Semantic MIMO Systems for Speech-to-Text Transmission
Zhenzi Weng, Zhijin Qin, Huiqiang Xie, Xiaoming Tao, Khaled B. Letaief
TL;DR
The paper tackles semantic communications for speech-to-text over MIMO channels by introducing SAC-ST, a transformer-based semantic encoder with a semantic-aware network that prioritizes meaning-rich content on high-SNR subchannels. It extends this framework with a neural channel-estimation network (ChanEst) to reduce dependence on perfect CSI, enabling practical deployment in SU-MIMO and MU-MIMO settings.
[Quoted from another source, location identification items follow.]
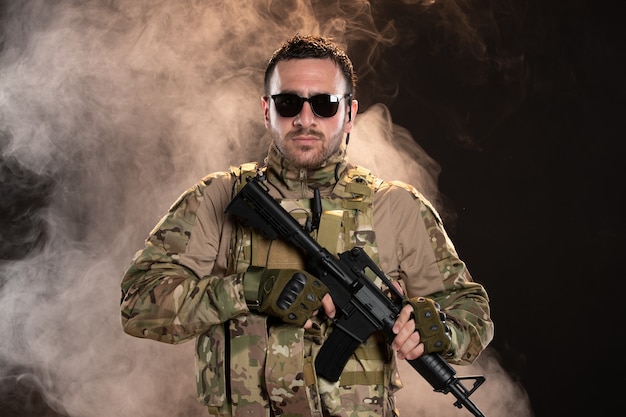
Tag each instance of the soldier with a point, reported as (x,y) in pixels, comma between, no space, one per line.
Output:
(203,275)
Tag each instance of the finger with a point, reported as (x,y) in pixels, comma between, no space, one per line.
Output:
(413,353)
(398,286)
(403,318)
(329,306)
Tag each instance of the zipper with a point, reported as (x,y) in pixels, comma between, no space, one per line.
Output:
(303,183)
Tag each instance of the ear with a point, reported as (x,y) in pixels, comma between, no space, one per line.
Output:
(265,104)
(352,110)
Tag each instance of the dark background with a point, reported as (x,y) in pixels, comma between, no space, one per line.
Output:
(532,164)
(526,121)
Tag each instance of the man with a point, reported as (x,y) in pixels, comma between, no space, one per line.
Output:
(204,275)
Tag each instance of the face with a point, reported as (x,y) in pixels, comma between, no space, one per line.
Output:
(308,140)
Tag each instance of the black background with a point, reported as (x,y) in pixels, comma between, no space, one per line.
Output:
(532,165)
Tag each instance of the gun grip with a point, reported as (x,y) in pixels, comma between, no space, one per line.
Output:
(334,354)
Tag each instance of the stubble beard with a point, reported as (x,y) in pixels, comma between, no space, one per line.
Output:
(305,156)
The approach uses a two-stage training regime for DeepSC-ST 2.0 and a separate SA module, with loss functions ${\mathcal L}_{CTC}$ and ${\mathcal L}_{SA}$ to optimize semantic fidelity; the SU-MIMO testing stage sorts semantics by importance before transmission. Numerical results on LibriSpeech in Rayleigh fading show substantial gains in WER and sentence similarity, particularly at low SNRs, and ChanEst-based SAC-ST achieves performance close to the perfect CSI benchmark, highlighting practical viability for semantically guided speech transmission over MIMO. The work also derives a clear path for extending semantic MIMO to multilingual and more complex tasks, addressing robustness and fairness across users.
Abstract
Semantic communications have been utilized to execute numerous intelligent tasks by transmitting task-related semantic information instead of bits. In this article, we propose a semantic-aware speech-to-text transmission system for the single-user multiple-input multiple-output (MIMO) and multi-user MIMO communication scenarios, named SAC-ST. Particularly, a semantic communication system to serve the speech-to-text task at the receiver is first designed, which compresses the semantic information and generates the low-dimensional semantic features by leveraging the transformer module. In addition, a novel semantic-aware network is proposed to facilitate transmission with high semantic fidelity by identifying the critical semantic information and guaranteeing its accurate recovery. Furthermore, we extend the SAC-ST with a neural network-enabled channel estimation network to mitigate the dependence on accurate channel state information and validate the feasibility of SAC-ST in practical communication environments. Simulation results will show that the proposed SAC-ST outperforms the communication framework without the semantic-aware network for speech-to-text transmission over the MIMO channels in terms of the speech-to-text metrics, especially in the low signal-to-noise regime. Moreover, the SAC-ST with the developed channel estimation network is comparable to the SAC-ST with perfect channel state information.